一ヶ月が経った頃、ロゼリアがカトリーヌの実験室に来た。
「どうしたのですかお姉さま?実験室にいらっしゃったのは初めてですよね。こんな雑多な場所をお見せするのはお恥ずかしいですわ。お茶を入れますからお待ち願えますか?」
「ロゼリア皇女殿下、クリスティーヌ ファルマシヤご挨拶申し上げます」
カトリーヌとクリスティーヌがロゼリアの出迎え。その間ロゼリアはセレーナの方に歩み寄った。
「セレーナ嬢、何を作っているの?」
実験に集中していたセレーナは、ロゼリアが近づいてくるのも気が付かず体温計の開発を行っていて、ここで無礼を働いたことに気が付いた。

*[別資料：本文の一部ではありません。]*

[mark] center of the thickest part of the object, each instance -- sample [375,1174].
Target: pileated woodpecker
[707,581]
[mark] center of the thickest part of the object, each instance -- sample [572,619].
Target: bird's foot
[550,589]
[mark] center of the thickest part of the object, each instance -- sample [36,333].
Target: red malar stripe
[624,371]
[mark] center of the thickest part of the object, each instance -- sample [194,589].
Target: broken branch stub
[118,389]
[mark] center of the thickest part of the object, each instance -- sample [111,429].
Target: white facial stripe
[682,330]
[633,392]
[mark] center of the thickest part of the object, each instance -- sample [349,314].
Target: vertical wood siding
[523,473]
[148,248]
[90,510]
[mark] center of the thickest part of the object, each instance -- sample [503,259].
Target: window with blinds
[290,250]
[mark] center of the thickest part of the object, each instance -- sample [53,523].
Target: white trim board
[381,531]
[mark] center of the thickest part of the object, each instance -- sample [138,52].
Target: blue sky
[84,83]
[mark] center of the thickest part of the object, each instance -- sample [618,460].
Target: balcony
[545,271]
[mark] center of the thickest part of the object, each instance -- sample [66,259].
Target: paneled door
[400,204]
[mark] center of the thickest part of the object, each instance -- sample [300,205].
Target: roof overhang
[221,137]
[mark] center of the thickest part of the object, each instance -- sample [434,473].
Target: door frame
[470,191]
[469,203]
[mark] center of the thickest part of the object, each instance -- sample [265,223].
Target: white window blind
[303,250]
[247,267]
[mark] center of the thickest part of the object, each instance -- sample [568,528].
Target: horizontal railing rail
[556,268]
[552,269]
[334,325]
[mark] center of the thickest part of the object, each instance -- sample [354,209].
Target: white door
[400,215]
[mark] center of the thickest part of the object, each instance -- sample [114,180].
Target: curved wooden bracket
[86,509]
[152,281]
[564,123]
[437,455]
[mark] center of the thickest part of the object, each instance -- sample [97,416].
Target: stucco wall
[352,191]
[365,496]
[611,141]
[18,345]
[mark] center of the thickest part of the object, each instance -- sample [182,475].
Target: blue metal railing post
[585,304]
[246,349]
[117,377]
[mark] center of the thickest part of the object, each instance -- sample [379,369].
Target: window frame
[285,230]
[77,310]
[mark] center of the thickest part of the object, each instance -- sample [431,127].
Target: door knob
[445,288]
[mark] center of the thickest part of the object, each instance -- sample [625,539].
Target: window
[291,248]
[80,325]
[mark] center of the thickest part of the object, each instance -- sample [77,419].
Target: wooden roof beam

「も、申し訳ありませんロゼリア皇女殿下。ご挨拶が遅れました。今は魔鉱石を使った体温計を開発しております」
「よいよい、妹の実験室にわらわが来るなど誰も思うておらぬだろう。実の妹すらあの慌てようじゃ。それより体温計とな。それはどういったものじゃ」
「人間の体温は平均三十六度から三十七度の間にございます。父のドクトリヤ公爵は特殊魔法で患者の体温を見ることが出来ますが、それを一般の人は出来ません。ましてや臣民にとっては無理な話です。なので、臣民も体温を自分で測れるようになったら健康管理に使えるのではないかと思い開発しております」
ようやく、カトリーヌが慌ててお茶と茶菓子を用意してきた。
「お姉さま、わざわざここまでおいでになるとは何事かありましたか?」
「いや、先日の件でそなたらの功績に何も報いてやれぬのが気になっていたのだ。何か褒美はいらぬか?」
ロゼリアは体力が回復したころ、カトリーヌの部屋を訪れ飴の正体を聞いていた。カトリーヌが開発した薬をセレーナの診察の元、クリスティーヌが飴状にして服用しやすいように工夫したことを聞いていた。
セレーナとクリスティーヌは恐れ多いこと丁重に断ったが、カトリーヌは違った。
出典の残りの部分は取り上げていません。